CV <- CVm(sD, swT, design=design)
sampleN.TOST(CV=CV, theta0=exp(-delta), targetpower=targetpower, design=design)

design <- "2x2x4"
CV <- CVm(sD, swT, design=design)
sampleN.TOST(CV=CV, theta0=exp(-delta), targetpower=targetpower, design=design)

Note that we need a 'pooled' variability for ABE only. Which we can get from a non-replicated design also.
Only in case of a full replicate design we may have informations about the components. But here it depends on the statistical model if a σ_D plays a role.
In case of a partial replicate design you can't get reasonable estimates of the variability components in all cases. Here a model with a SbF is overspecified and may lead to estimation problems like non-convergence of the REML procedure.

See f.i.
Endrenyi et al.
"Properties of the estimated variance component for subject-by-formulation interaction in studies of individual bioequivalence"
Statist. Med. 2000; 19:2867–2878
to find out that σ_D=0 is a reasonable assumption.

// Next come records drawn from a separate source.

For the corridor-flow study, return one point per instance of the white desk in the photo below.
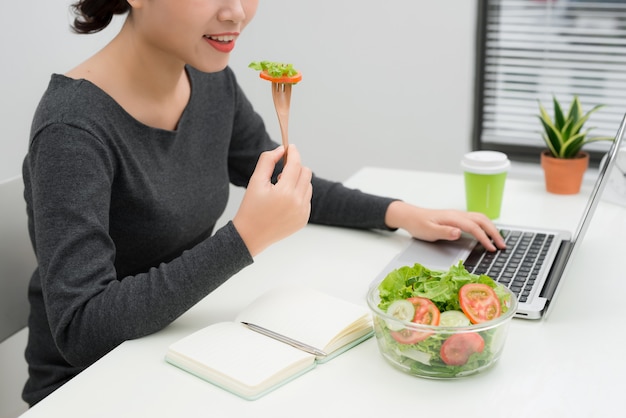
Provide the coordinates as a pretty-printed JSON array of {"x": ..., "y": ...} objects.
[{"x": 570, "y": 365}]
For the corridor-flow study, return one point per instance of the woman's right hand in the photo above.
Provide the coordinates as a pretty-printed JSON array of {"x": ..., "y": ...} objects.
[{"x": 270, "y": 212}]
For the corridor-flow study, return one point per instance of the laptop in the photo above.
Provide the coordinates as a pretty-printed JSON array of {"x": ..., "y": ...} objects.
[{"x": 535, "y": 260}]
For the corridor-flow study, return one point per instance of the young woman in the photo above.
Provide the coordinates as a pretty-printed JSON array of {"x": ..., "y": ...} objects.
[{"x": 130, "y": 160}]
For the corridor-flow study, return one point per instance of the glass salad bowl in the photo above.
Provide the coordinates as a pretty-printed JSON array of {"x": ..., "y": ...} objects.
[{"x": 454, "y": 348}]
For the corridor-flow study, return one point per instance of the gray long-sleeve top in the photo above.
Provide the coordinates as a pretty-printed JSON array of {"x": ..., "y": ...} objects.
[{"x": 121, "y": 216}]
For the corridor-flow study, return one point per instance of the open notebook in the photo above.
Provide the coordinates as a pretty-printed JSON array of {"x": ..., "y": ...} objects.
[
  {"x": 281, "y": 335},
  {"x": 535, "y": 260}
]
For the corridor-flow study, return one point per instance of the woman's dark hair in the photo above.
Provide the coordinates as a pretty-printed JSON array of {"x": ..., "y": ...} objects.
[{"x": 95, "y": 15}]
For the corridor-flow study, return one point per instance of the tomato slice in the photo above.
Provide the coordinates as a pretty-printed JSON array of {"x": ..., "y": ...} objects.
[
  {"x": 479, "y": 302},
  {"x": 456, "y": 350},
  {"x": 427, "y": 313},
  {"x": 284, "y": 79}
]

❝ But when we assume different between-subject variation for T and R, σ_D is never gonna be 0, and I right?

Correct. If your statistical model of the between-subject variability incorporates a SbF interaction. Otherwise this component is absorbed in the estimates of the within-subject variabilities σ_wT and σ_wR, respectively.

❝ ... but in the RSABE context, we are assuming same between-subject variation for T and R so that σ_D could be 0?

Also correct. But beside the CI component of T-R of RSABE, where we again have to use a pooled variability, there is no influence of σ_D.